If it were focused on one picoradian, then it would probably vaporize a tunnel most of the way through the earth. That is 10^-12 radian. A radian is about 57 degrees. A picoradian is 0.000000000057 degrees. A complete circle is 6.28 radians, so if that energy were focused into a picoradian, you would see 6.28/0.000000000057 110175438596.4912 times the energy density on that little narrow spot. This comes out to 3,669,194,666,666,666.667 watts per square meter "in the beam". The actual number of joules delivered would be 7.338.389.333.333 They wouldn't have to worry about EMP. It would just instantly vaporize anything in its path as most of the nuclear detonation energy would be focused on a tiny area like a laser spot. Most laser divergences are measured in milliradians, by the way.

Now, if we presumed a 100kt device (the largest device we could detonate at 10km without killing everyone on the ground) , that was somehow magically 100% efficient, in a completely focused beam, and attenuation was insignificant, we would still have an effective received power at ground level of about 16 watts.

Nope, more like 33 kilowatts. Per square meter. For only a couple of microseconds. It isn't the average power over a quarter second that does the damage.

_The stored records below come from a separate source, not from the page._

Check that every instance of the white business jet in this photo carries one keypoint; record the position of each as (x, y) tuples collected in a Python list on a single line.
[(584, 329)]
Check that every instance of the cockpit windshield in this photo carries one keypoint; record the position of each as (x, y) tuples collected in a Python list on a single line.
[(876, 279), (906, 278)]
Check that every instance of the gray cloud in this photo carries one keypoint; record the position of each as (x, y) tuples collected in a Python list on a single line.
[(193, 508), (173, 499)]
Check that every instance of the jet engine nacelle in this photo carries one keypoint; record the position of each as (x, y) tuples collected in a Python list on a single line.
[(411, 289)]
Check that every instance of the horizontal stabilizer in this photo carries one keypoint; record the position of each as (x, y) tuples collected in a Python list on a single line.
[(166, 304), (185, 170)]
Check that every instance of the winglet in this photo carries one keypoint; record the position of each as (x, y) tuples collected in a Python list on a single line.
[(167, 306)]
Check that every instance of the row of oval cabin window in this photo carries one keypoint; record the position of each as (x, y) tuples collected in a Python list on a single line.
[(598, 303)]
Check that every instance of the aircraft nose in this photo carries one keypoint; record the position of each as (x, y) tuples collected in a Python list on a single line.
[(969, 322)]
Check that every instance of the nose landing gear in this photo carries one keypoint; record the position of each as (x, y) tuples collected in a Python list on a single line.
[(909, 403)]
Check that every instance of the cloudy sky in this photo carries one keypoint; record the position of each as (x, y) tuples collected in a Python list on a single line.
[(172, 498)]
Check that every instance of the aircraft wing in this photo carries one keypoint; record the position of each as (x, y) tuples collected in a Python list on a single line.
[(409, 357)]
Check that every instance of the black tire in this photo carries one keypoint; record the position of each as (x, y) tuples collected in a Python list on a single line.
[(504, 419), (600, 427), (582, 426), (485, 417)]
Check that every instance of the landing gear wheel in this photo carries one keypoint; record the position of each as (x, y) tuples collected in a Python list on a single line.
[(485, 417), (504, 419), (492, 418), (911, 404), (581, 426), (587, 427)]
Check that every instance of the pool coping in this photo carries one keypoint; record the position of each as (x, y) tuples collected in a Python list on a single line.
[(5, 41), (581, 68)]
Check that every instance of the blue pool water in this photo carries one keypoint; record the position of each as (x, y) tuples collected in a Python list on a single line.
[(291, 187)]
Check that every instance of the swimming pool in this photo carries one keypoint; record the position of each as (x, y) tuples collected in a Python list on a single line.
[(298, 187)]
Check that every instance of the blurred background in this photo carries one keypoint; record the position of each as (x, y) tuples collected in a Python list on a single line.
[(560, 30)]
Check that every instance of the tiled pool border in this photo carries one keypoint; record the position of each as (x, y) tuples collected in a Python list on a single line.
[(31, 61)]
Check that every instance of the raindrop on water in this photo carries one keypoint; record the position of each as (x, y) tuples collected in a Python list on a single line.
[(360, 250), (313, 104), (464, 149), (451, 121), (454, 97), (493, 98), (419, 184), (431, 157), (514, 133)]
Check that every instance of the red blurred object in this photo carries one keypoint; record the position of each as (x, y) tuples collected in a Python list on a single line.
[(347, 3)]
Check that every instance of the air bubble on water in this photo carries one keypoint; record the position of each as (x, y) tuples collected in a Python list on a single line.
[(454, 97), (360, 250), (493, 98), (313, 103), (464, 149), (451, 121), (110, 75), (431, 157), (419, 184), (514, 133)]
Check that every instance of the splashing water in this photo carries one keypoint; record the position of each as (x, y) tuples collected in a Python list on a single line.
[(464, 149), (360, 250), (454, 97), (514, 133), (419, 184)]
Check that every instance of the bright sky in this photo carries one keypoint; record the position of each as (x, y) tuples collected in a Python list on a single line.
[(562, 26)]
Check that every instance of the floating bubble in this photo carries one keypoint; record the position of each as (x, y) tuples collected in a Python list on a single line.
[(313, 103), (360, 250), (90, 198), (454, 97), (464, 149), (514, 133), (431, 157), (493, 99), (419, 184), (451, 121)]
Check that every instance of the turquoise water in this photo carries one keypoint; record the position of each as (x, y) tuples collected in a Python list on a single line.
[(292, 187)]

It is the instantaneous peak power that induces peak voltages and currents that cause solid state devices to quietly die with a whimper.

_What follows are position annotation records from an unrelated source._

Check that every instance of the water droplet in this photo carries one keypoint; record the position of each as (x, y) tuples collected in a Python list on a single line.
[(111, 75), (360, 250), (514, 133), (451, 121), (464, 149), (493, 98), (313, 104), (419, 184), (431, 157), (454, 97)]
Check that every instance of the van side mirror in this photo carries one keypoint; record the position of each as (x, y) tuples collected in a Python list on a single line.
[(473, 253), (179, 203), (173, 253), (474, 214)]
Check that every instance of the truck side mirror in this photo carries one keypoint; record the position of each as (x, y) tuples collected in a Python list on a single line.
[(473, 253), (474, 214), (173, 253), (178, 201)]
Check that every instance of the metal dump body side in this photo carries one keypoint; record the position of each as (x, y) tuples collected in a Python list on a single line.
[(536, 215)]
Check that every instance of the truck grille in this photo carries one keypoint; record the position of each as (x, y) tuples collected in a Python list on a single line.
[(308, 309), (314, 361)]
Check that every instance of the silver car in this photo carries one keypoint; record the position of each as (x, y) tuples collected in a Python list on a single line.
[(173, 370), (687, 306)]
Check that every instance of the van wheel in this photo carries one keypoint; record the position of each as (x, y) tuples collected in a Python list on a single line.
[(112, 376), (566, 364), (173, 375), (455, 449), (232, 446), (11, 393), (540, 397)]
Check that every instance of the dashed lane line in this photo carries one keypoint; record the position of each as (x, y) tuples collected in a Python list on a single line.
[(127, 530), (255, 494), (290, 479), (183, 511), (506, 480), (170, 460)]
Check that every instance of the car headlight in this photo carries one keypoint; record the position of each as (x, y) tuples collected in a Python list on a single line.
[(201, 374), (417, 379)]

50 years ago, when vacuum tubes rules the world, and early transistors were being phased in, a few milliwatts of stray power would probably fry a lot of electronic devices. These days, not a chance.

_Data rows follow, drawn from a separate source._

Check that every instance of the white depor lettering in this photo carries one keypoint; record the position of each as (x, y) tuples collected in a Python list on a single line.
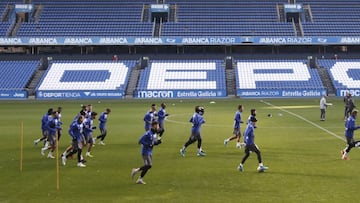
[(339, 72), (248, 79), (52, 81), (176, 76), (354, 93)]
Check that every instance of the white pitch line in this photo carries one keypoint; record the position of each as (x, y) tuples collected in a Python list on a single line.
[(304, 119)]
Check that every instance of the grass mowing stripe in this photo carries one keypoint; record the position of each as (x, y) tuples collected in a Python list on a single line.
[(304, 119)]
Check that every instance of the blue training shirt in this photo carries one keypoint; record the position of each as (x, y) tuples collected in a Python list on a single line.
[(102, 120), (148, 119), (161, 115), (197, 120), (237, 119), (88, 127), (147, 142), (76, 130), (249, 135)]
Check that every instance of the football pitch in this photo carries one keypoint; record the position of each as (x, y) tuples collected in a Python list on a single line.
[(302, 153)]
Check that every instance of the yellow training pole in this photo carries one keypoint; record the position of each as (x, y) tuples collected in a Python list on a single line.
[(21, 143), (57, 162)]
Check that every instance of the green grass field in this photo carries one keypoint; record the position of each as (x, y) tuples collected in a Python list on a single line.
[(302, 153)]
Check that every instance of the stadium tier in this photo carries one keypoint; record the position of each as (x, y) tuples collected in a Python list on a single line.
[(87, 18), (198, 18), (16, 74), (14, 77)]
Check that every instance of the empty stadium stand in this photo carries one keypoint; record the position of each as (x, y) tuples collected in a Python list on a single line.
[(16, 74)]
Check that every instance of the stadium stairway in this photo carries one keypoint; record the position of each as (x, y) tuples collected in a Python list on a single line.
[(230, 81), (133, 81), (326, 80), (34, 82)]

Vacuum tubes tend to withstand all sorts of heavy duty pulses. It is solid state stuff that is mostly vulnerable. The tinier, the more vulnerable it is. But, the smaller size also presents less area for the EMP pulse to collect, which makes miniaturization sort of a wash.

You would have to create multi gigawatt air bursting EMP devices, with total conversion to HEEMF detonated at under 5km to get the kind of effects you are talking about.

Actually there are four common classes of "thing" that will die with relatively light EMP:

CRTs that aren't shielded, anything with vacuum tubes that isn't shielded, a lot of consumer audio equipment if it isn't shielded (most of it is now), and any kind of very sensitive receiver tuned into the microwave ranges or fundamental harmonics thereof that doesn't have an overload circuit.

CRTs themselves generally are not solid state. Now the circuit that drives the is, so the monitor circuitry might die but the picture tube itself would work fine when transplanted into an undamaged monitor. Vacuum tubes, same thing. No shielding required.

Consumer audio equipment, yes. The destruction would come in the speaker wires, the power cord, the patch cords to / from the various components. Same for consumer video gear - VCRs, high definition TV, etc. Microwave receivers, probably not because the destructive energy is broadband - white noise that spans a lot of spectrum. Unless the antenna were aimed right at the detonating nuke.
So a lot of cheap GPSes, cell phones, satellite phones, and satellite radio recievers will die

Probably not that many, due to the low overall collection area of these small devices. However, the much larger cell sites would likely die, so your cell phone would work but it would say "No Service".